Cross-modal Retrieval for Knowledge-based Visual Question Answering
This work addresses the problem of improving visual question answering for named entities, which is incremental as it builds on existing retrieval methods.
The paper tackles the challenge of recognizing named entities in knowledge-based visual question answering by using cross-modal retrieval to bridge the semantic gap between entities and their visual depictions. It shows that combining mono- and cross-modal retrieval with a CLIP-based model achieves competitive performance on three datasets, being simpler and cheaper than billion-parameter models.

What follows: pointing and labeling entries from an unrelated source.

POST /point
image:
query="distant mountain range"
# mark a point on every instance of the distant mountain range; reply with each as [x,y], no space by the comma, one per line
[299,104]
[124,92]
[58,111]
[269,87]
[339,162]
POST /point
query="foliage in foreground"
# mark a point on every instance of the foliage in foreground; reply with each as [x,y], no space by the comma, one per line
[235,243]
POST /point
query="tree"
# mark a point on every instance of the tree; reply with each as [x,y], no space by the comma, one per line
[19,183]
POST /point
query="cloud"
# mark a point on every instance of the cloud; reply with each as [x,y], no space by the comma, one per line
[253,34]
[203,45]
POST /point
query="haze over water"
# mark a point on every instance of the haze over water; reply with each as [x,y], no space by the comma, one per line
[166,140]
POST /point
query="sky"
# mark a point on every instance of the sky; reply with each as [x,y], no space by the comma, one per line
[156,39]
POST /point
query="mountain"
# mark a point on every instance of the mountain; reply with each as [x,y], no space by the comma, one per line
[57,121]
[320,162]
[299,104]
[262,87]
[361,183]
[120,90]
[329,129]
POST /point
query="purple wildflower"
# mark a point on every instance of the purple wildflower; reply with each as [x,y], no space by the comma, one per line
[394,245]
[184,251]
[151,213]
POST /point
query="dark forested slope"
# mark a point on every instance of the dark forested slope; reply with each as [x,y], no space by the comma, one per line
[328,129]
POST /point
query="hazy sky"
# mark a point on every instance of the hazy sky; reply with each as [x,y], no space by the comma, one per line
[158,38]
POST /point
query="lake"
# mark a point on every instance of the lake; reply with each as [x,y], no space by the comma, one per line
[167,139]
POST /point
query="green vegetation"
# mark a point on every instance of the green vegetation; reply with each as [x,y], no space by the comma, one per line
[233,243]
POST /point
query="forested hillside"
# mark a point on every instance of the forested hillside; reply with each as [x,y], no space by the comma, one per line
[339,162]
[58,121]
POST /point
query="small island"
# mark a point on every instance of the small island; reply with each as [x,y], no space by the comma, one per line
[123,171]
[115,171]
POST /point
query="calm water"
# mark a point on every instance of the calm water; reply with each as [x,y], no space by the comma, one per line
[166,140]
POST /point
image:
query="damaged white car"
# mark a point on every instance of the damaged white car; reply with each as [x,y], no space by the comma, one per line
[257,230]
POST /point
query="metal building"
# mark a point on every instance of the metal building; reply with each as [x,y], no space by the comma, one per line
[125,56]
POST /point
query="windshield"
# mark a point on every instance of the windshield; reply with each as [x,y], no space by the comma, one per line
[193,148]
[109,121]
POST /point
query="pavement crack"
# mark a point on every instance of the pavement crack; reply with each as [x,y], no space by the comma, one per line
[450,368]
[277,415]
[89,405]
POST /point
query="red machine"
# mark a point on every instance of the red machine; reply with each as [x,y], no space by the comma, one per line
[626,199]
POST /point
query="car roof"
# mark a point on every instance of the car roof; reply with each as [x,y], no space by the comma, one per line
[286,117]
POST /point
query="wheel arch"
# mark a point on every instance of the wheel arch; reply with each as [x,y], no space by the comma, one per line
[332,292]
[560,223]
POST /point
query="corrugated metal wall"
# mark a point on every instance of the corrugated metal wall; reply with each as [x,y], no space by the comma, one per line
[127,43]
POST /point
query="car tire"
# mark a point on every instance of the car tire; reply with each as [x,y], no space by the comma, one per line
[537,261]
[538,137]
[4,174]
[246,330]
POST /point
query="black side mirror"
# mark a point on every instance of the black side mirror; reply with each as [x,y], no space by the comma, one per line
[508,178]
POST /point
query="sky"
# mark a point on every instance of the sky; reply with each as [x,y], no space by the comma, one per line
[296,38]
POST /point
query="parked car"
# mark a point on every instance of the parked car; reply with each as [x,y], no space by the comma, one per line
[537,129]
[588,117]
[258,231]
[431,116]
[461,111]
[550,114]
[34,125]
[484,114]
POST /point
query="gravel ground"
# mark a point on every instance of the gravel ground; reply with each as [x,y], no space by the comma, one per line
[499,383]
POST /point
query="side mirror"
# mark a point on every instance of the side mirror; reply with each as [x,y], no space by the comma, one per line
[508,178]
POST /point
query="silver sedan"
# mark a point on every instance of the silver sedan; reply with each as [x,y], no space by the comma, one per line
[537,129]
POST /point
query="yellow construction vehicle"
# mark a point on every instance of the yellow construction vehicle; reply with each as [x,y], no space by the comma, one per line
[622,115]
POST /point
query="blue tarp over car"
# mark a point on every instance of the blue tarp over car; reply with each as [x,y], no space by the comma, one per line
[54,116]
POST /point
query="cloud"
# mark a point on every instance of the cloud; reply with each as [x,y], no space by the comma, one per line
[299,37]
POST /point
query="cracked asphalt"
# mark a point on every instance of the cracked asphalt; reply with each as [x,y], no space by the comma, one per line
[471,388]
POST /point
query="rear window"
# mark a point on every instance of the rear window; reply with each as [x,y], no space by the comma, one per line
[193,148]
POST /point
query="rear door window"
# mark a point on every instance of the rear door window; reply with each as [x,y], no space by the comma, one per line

Knowledge-based Visual Question Answering about Named Entities is a challenging task that requires retrieving information from a multimodal Knowledge Base. Named entities have diverse visual representations and are therefore difficult to recognize. We argue that cross-modal retrieval may help bridge the semantic gap between an entity and its depictions, and is foremost complementary with mono-modal retrieval. We provide empirical evidence through experiments with a multimodal dual encoder, namely CLIP, on the recent ViQuAE, InfoSeek, and Encyclopedic-VQA datasets. Additionally, we study three different strategies to fine-tune such a model: mono-modal, cross-modal, or joint training. Our method, which combines mono-and cross-modal retrieval, is competitive with billion-parameter models on the three datasets, while being conceptually simpler and computationally cheaper.